Der NVV war zunächst für 25 Jahre gültig. Er wurde auf der Überprüfungs- und Verlängerungskonferenz 1995 auf unbegrenzte Zeit verlängert. Die Debatte über diese Entscheidung hält aber bis heute an. 1995 wurden die Atomwaffenstaaten massiv kritisiert, weil sie auch 25 Jahren nach Abschluss des Vertrags weiter an ihren Atomwaffen festhielten. Damit sind sie ihren Abrüstungsverpflichtungen nicht gerecht gworden, obwohl fast alle Nichtatomwaffenstaaten ihren Verpflichtungen nachweislich nachgekommen sind, indem sie auf nukleare Sprengkörper verzichteten und die Kontrolle ihrer nuklearen Anlagen durch die IAEO (Internationale Atomenergie-Organisation) zugelassen haben. Die meisten Staaten stimmten der unbefristeten Verlängerung des NVV nur deshalb zu, weil sie den Vertrag durch Befristung und zusätzliche Bedingungen nicht weiter schwächen wollten. Inzwischen sind einige der damaligen BefürworterInnen eher skeptisch und stellen ihre Entscheidung bezüglich der unbefristeten Verlängerung in Frage - vor allem deswegen, weil es keinen Druck mehr für die Abrüstung gäbe.

Die Verhandlungen über die Einhaltung der Verpflichtungen gerät immer stärker in eine Krise. Im Jahr 2000 wurde eine Verabredung über eine "Abrüstungsagenda" (die "13 praktischen Schritte") getroffen, laut der "systematische Bemühungen" zur Abrüstung unternommen werden sollten (diese wurden in dem Dokument "Principles and Objectives" im Anhang des Schlussberichts der NVV-Überprüfungskonferenz 1995 festgehalten). Fünf Jahre später, bei der Überprüfungskonferenz 2005, wurden diese Vereinbarungen allerdings von den USA wieder in Frage gestellt, da sich nach ihrer Aussage die Sicherheitslage nach dem 11. September 2001 vollkommen geändert habe. Als Folge wird von etlichen Staaten jetzt die unbefristete Verlängerung des Vertrags von 1995 wieder in Frage gestellt, mit der Begründung, die "systematischen Bemühungen" seien für sie eine Bedingung für die Verlängerung gewesen.

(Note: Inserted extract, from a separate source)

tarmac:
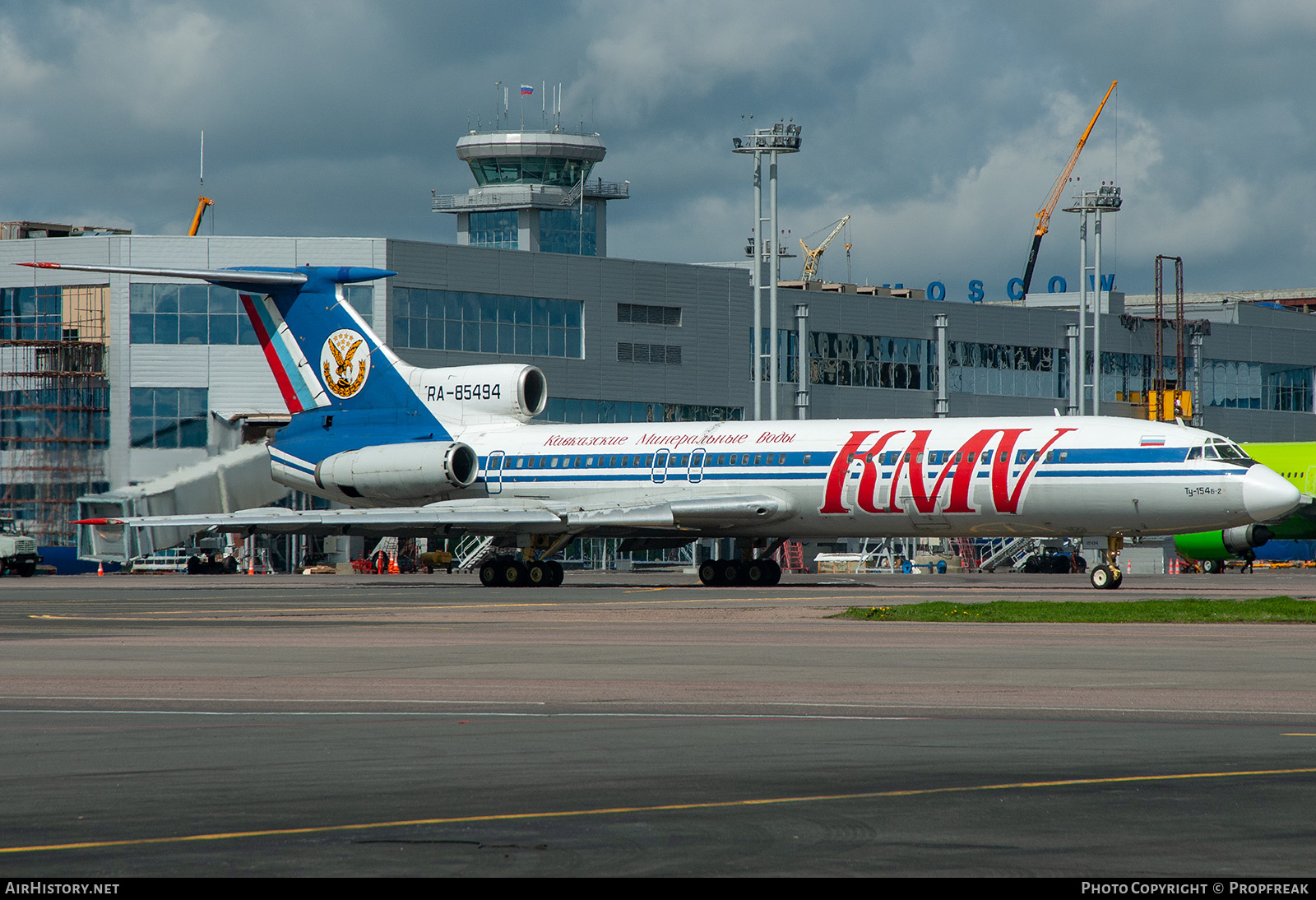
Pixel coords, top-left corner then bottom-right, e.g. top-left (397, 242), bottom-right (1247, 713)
top-left (0, 570), bottom-right (1316, 879)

Zudem sind viele Staaten über die Nichteinhaltung der Verpflichtungen einiger Nichtatomwaffenstaaten besorgt. Die Entdeckungen der Atomwaffenprogramme im Irak und in Libyen sowie des Netzwerks des pakistanischen Atomwissenschaftlers A.Q. Khan zeigten, dass das bestehende Nichtverbreitungssystem sehr lückenhaft ist, und eine Nutzung von Atomwaffentechnologie durch terroristische Gruppen nicht ausgeschlossen werden kann. Eine Verstärkung des Kontrollsystems durch die IAEO, die Vereinheitlichung der nationalen Exportregime und andere Maßnahmen werden gefordert.